Written by Rashid Maknin, Sr. Product Manager | Feb 24, 2026 9:35:51 AM

Security failures don’t come from bad intentions; they come from overloaded teams. When every system is “owned” by someone already stretched thin, security starts lagging.

Updates slip. Monitoring gaps form. And risk accumulates quietly.

This is why, with cloud infrastructure, security models are shifting away from ownership and toward something more reliable: Accountability.

What if the biggest improvement in security didn’t come from better tools, but from changing who is responsible for them? That shift is already happening with cloud computing security.

 

What Does Ownership Mean in Traditional IT Security?

Tool ownership often implies responsibility without the allocated capacity to fulfill it.

In traditional on-premises environments, security tasks are typically assigned to local IT teams who also take care of infrastructure, users, incidents, and other projects. With many tasks competing for attention, security becomes one responsibility of many, rather than a dedicated, ongoing priority.

Security efforts easily slip down the list of urgent tasks, resulting in delayed software updates, sporadic monitoring, and ultimately, increased vulnerability to threats. When security is merely about ownership, there’s no guarantee of consistency.

 

Why Accountability Changes Security Outcomes

As more organizations experience cloud infrastructure security, they notice that something meaningful happens. When their service providers become accountable for system protection, they foster sustained security behavior.

When a service provider is accountable for system updates, monitoring, and response, security becomes a core operational function rather than a background task. On top of that, metrics, audits, and automation reinforce that accountability daily. Businesses see exponentially improved security outcomes when someone is measured on it.

 

How Cloud Services Enforce Accountability

Cloud-native services have security embedded into operations. Let’s look at printer security as an example, to see how cloud services enforce security accountability by design.

Customers using YSoft SAFEQ Cloud solutions experience provider accountability first-hand, through:

  • Applied automated deployments
  • Continuous vulnerability scanning
  • Managed detection and response
  • Regular audits as part of the default service

Our customers benefit from cloud infrastructure security that is actively and continuously maintained, not just periodically revisited.
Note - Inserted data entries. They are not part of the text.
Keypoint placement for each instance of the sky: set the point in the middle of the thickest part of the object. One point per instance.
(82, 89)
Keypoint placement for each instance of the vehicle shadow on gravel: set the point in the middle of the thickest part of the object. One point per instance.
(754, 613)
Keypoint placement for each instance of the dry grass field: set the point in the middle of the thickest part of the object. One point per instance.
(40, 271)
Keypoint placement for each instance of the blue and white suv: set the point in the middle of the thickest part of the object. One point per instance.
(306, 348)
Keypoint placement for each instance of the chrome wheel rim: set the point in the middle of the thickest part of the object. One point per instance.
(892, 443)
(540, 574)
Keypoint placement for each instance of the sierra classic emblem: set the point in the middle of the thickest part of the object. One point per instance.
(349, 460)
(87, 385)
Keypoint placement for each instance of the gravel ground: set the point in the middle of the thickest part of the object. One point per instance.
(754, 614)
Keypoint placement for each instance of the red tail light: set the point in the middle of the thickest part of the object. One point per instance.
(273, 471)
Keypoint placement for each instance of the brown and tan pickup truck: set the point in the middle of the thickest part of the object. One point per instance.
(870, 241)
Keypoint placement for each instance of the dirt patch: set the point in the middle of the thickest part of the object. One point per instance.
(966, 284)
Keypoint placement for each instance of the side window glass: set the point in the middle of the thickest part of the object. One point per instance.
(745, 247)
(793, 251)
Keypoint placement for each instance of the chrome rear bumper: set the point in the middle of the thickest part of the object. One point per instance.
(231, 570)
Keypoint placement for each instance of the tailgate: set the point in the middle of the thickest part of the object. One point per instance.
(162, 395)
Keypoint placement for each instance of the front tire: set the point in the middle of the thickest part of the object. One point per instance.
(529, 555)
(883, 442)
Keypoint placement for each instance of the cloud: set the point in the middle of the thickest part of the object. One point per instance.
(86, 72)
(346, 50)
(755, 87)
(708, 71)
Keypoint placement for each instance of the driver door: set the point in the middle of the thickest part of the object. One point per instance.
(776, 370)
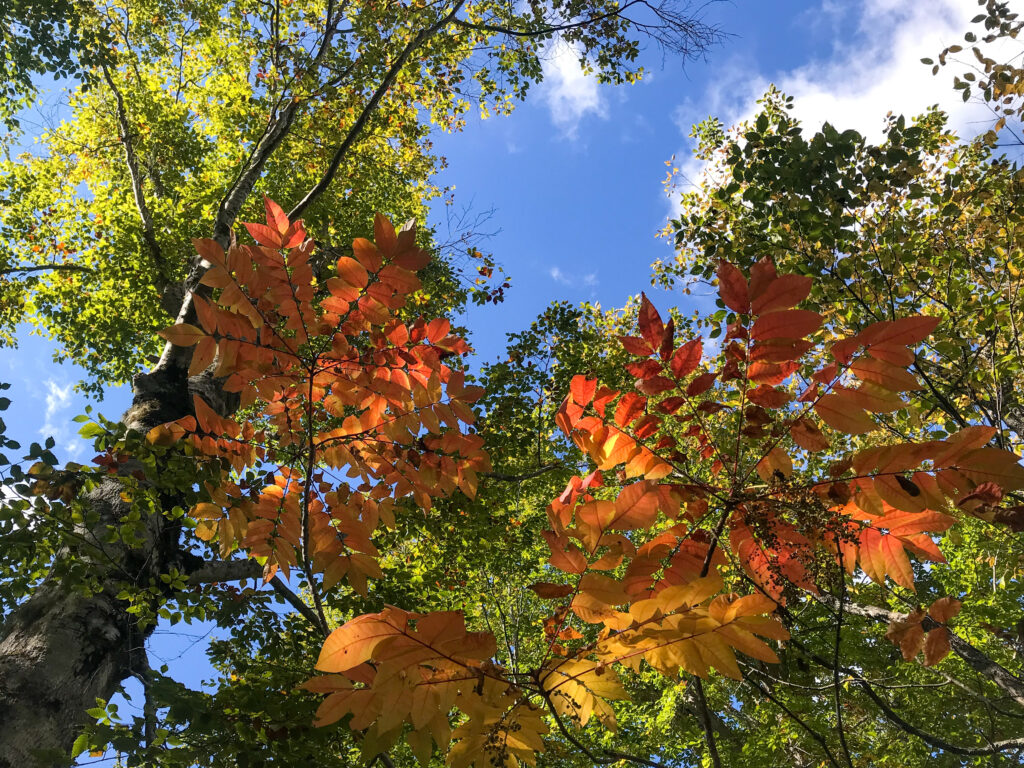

As regulations tighten, the accountability approach to security matters even more. That’s because it better aligns with regulatory expectations.

Frameworks like ISO 27001, SOC 2, and emerging regulations increasingly demand evidence of ongoing control operations, incident readiness, and supply-chain transparency, not just documented policies.

By moving to the cloud, and shifting from tool ownership to risk ownership, organizations can meet regulators’ expectations regarding proof of practice.

📖 Read on → Cloud Print Security Is About Owning the Risk

 

What This Shift Means for Customers Evaluating Cloud Services

If you’re considering a move from on-prem to the cloud, it’s no longer enough to just ask “Where does it run?” Deployment models alone don’t account for the full risk equation. Instead, you need to drill down into the operational realities of who patches, who monitors, who responds, and how quickly.

Robust protection no longer hinges on where the data physically resides, but on ensuring that someone is continuously and actively responsible for maintaining, monitoring, and responding to security threats.

When you’re evaluating cloud services, remember this: Accountability is the new security perimeter and an essential line of defence against evolving risks.

 

Final Points

Cloud infrastructure security challenges the perception that owning systems equals controlling risk. In a world of constant change, real protection comes from clear accountability, automation, and transparency.

The safest systems aren’t the ones you own; they’re the ones someone is actively responsible for securing.

Your safest bet to uphold compliance-ready printer security (or security for any other IT tool) is to migrate your stack to the cloud. After all, telemetry data shows that 84% of on-prem installations have not been updated in the last 12 months, making them increasingly vulnerable to attacks.